According to a commentary published this week in the British Medical Journal (BMJ), despite a slight overall decrease in head and neck cancers worldwide, there has been a recent surge in one particular form of the disease—oropharyngeal squamous cell carcinoma—that may be due to the spread of the human papillomavirus (HPV) through oral sex. Dr.
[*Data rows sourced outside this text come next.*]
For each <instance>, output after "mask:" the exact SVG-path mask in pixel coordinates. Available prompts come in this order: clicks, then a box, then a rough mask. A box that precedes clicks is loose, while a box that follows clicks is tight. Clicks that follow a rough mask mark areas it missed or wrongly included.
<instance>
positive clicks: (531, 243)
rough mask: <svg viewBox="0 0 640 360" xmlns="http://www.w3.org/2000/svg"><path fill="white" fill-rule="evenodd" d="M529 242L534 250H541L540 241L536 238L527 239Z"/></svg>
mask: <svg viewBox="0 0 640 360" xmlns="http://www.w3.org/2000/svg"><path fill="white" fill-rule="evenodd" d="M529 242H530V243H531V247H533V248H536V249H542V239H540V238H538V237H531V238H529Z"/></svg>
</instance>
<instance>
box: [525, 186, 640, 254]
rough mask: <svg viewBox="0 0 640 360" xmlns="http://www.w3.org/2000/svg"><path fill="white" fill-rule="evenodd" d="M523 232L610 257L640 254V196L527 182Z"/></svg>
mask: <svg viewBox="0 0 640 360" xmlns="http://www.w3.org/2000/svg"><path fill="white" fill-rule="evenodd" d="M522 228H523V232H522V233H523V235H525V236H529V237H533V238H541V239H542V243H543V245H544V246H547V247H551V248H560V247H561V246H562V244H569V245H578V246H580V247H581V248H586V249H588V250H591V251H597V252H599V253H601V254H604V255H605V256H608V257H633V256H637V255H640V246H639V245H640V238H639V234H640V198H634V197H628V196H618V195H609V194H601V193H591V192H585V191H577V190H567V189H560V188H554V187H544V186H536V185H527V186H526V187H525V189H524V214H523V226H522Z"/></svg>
Hisham Mehanna, director of the Institute of Head and Neck Studies and Education at University Hospital in Coventry, as well as other cancer specialists, points to data showing that, in the U.S., there was little change in the incidence of this form of mouth cancer from 1975–1999, but between 1999 and 2006, cases of oropharyngeal squamous cell carcinoma grew by 22%. Among men in the U.K., there was a 51% increase in this form of mouth cancer between 1989 and 2006.
Researchers suggest that this growing form of mouth cancer is likely due to sexual transmission of HPV, pointing to data from a recent analysis of more than 11,0000 people showing that individuals with six or more sexual partners had a 25% higher risk for developing the disease. Additionally, the risk for this type of mouth cancer was nearly three times higher in individuals with four or more oral sex partners. As the authors sum up: “Sexual transmission of HPV—primarily through orogenital intercourse might be the reason for the increase in incidence of HPV related oropharyngeal carcinoma.”
Compared with other forms of mouth cancers—mostly caused by long-term tobacco and alcohol use—which often impact older patients and prove deadly within one to two years of diagnosis, if caught early, this HPV-related form of mouth cancer has significantly higher survival rates, especially among non-smokers. (The reasons for this difference aren’t entirely clear, but the researchers speculate that it may have to do with an increased immune response to HPV, or higher sensitivity to radiation therapy documented in previous study.)
Yet, even though the HPV-related form of mouth cancer tends to impact younger people and often has a better prognosis than other forms of the disease, researchers question whether public health initiatives currently cast a wide enough net to prevent its spread. A study published last fall in BMJ suggested that HPV vaccination for boys wasn’t cost-effective, or, as the researchers from the Harvard School of Public Health phrased it: “… including boys in an HPV vaccination programme [sic] generally exceeds conventional thresholds of good value for money.” Mehanna and colleagues question the findings of that study, writing that “the low incidence of HPV related oropharyngeal carcinoma in that study has led to concern because the recent rapid rise in HPV related oropharyngeal carcinoma may alter the cost effectiveness of vaccinating boys before they become sexually active.”
The next step in research is to determine how treatment of HPV-related oropharyngeal carcinoma may differ from treatments for other types of head and neck cancer, the authors conclude, suggesting that patients with HPV-related forms of the disease should be encouraged to enroll in clinical trials designed to improve treatment, and tailor it to this specific form of the disease.